In [“Dealing with Dragons,”](http://www.amazon.com/Dealing-Dragons-Enchanted-Forest-Chronicles/dp/015204566X) Princess Cimorene prefers fencing and Latin to lounging around and learning about “how loudly it was permissible to scream when being carried off by a giant.” She prefers economics to embroidery. She prefers cooking to curtseying. She has black hair instead of blond, and she’s terrible at being a princess.
Her parents, the king and queen of Linderwall, eventually give up on turning her into a proper princess, and they do what every fairytale parent does with a 16-year-old daughter: they arrange a marriage to a nice but incredibly stupid prince from the kingdom next door.

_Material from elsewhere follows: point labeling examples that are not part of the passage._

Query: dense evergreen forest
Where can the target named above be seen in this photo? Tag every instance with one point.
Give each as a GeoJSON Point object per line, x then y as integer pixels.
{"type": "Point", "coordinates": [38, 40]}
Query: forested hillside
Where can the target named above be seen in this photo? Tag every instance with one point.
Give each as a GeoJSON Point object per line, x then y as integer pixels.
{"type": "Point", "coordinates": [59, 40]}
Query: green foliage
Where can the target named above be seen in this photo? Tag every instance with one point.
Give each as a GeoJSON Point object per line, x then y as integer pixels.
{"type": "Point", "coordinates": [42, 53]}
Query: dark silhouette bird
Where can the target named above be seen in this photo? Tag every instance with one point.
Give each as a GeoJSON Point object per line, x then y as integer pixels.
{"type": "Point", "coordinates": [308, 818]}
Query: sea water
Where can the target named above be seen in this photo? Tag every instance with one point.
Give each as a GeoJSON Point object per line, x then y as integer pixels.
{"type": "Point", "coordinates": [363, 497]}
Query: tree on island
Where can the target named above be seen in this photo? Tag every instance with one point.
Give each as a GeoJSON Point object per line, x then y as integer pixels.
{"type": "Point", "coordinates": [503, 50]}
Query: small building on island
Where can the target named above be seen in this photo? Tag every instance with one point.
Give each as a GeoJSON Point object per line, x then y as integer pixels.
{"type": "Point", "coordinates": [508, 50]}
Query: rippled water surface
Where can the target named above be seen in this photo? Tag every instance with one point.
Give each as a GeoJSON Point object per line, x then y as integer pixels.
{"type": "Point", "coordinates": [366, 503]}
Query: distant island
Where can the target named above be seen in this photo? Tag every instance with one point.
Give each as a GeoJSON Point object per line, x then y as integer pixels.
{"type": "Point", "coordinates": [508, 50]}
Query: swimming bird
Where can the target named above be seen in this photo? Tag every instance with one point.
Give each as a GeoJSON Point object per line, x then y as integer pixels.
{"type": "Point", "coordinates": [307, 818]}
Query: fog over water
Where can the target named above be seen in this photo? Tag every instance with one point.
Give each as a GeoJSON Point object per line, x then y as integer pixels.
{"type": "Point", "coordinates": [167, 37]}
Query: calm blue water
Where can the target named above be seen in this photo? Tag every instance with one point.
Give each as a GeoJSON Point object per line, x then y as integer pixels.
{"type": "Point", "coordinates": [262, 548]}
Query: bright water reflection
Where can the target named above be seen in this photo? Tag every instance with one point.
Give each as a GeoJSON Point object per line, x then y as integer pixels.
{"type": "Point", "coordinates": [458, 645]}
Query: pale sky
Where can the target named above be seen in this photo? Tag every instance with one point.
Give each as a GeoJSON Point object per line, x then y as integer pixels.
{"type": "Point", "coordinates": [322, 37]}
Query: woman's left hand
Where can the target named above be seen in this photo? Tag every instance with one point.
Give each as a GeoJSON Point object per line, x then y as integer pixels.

Cimorene’s finally had enough. She refuses to conform just to make things easier for everyone else. “I’d rather be eaten by a dragon,” she says. Since this is a fairytale, a talking frog (not an enchanted prince – as he says, “I’ve met a couple of them, and after a while you pick up a few things.”) overhears her and tells her that if she’d really prefer that, it can be arranged. He gives her some directions to a dragon hangout and she runs away with just a few handkerchiefs and her best crown.
She ends up as a dragon’s princess, cooking and cleaning for the dragon, Kazul. Kazul doesn’t mind that Cimorene isn’t a proper princess – she needed someone who could read Latin to organize her library, and she loves that Cimorene knows how to make cherries jubilee. Kazul and Cimorene are two of a kind. Neither live their lives based on what other people expect of them.
Then the knights start to show up. The standard reward for rescuing a princess from a dragon is half her father’s kingdom and her hand in marriage, and Linderwall is a large kingdom. Dozens of knights come to Kazul’s cave, hoping to rescue Cimorene. Slight problem: Cimorene doesn’t WANT to be rescued. She spends hours arguing with the knights who come to “save” her until she manages to convince them to go home and go after a more traditional princess.
While Cimorene is sending home scores of obnoxious knights, a plot is brewing to kill off the old king of the dragons. The wizards – not exactly close with the dragons – want more influence in the land, so they conspire to replace the king with a dragon who’s a little friendlier to them. The rest of the book covers Cimorene’s exposing and foiling of this scheme (who knew all it took to get rid of wizards was some soapy, lemony water?) and Kazul’s moving up in the world.
I love Cimorene because she’s so much like me – I love Latin. I love cooking. I love economics. I love NOT being exactly what people expect. I’d be miserable if a gave up my weird book obsession and ability to quote “Star Wars” just to make myself easier to deal with.
Cimorene’s extremely easy to identify with – who really wants to do exactly what their parents say all the time? Who really likes having their entire future chosen for them? She’s been a better role model for me than any wait-around-for-someone-else-to-save-me Disney princess. She’s resourceful; she rescues herself from a miserable situation. She doesn’t just whine about her life – she takes steps to make it better.
This is the first book in the Enchanted Forest Chronicles, which is a series that my mom read to me when I was little. Because of that, it’s kind of like comfort food for me now – rereading these books makes me feel better when I’m sick and cheers me up on icky days. It belongs to that cadre of books that never fails to make me smile, never fails to entertain me.
The series “Dealing with Dragons” is one of those that you never want to end. The characters are so likable – you never want them to leave. Their world is a perfect escape. It’s full of magic and mayhem, but nothing truly bad ever happens there. Plus, it has cats.